The proceeding at the session of the court, held for the purpose of imposing sentence on the six convicted men was probably one unparalleled in a British Court of Justice. When asked if they had anything to say before the sentence should be pronounced on them, Johns, Armstrong and Bray spoke at some length. Their remarks, which we hope to publish in full in this and later issues, showed that the prisoners, themselves, were to say the least, unrepentant. All appeared to be making the best of the situation in which they found themselves and to be facing a year of “incommunicado” with courage. Ivens, Armstrong, Pritchard, Johns and Queen get a year each, while Bray takes the count for six months.

Much flood water will run under the arches of the bridges while the term of their sentence runs. With the Kaleidoscopic processes of society revealing radical changes in the social relations every day or two, who may dare to prophesy the kind of a world these men will step into on their release. Even the judge appeared to sense the changes that are about to come as indicated by his remarks. Judge Metcalfe evidently believes that enforcing the law, that is the law, had the defects of its qualities and the qualities of its defects, else why speak about these men or such means as these being elected to make the laws which a judge is bound to enforce.

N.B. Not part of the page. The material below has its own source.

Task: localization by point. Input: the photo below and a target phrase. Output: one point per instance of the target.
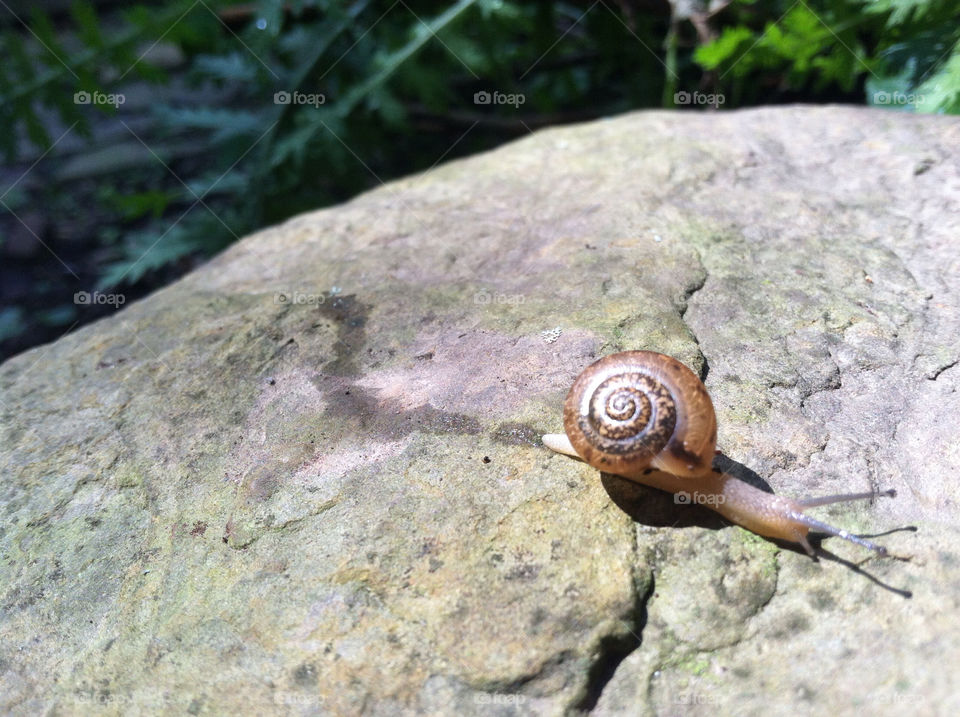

Direct action, the sympathetic strike, or an organization built up with capacities to use these weapons, having been declared illegal, following the kinds of least resistance, it is inevitable that labor will use every force at its disposal to win seats in the coming Provincial elections. On this field too, the workers are faced by a tremendous handicap. The soul of democracy, representation by population is non-existent in the city of Winnipeg.

“Eternal vigilance is the price of liberty,” and, since the days of Mackenzie and Papineau, Canadians have been asleep. This city, which should have, along with Brandon, one half of the members in the Manitoba Legislature, has been though force and fraud, deprived of one half of its legal and logistical representatives. The crime “stinks to high heaven” as the chaste and forcible language of the late Sir John A. McDonald would have put it.

But for all that. Let labor gird up its loins and make ready for the fray. The best we can get from this coming struggle will be the closing up of the ranks of labor, the forcing out into the open of every traitor and every skulker, and the discipline and experience to be had from organization and the winning of victories from an enemy that fights every foot of the ground and resorts to every wile and infamy that can be suggested by the devil, the father of all lies.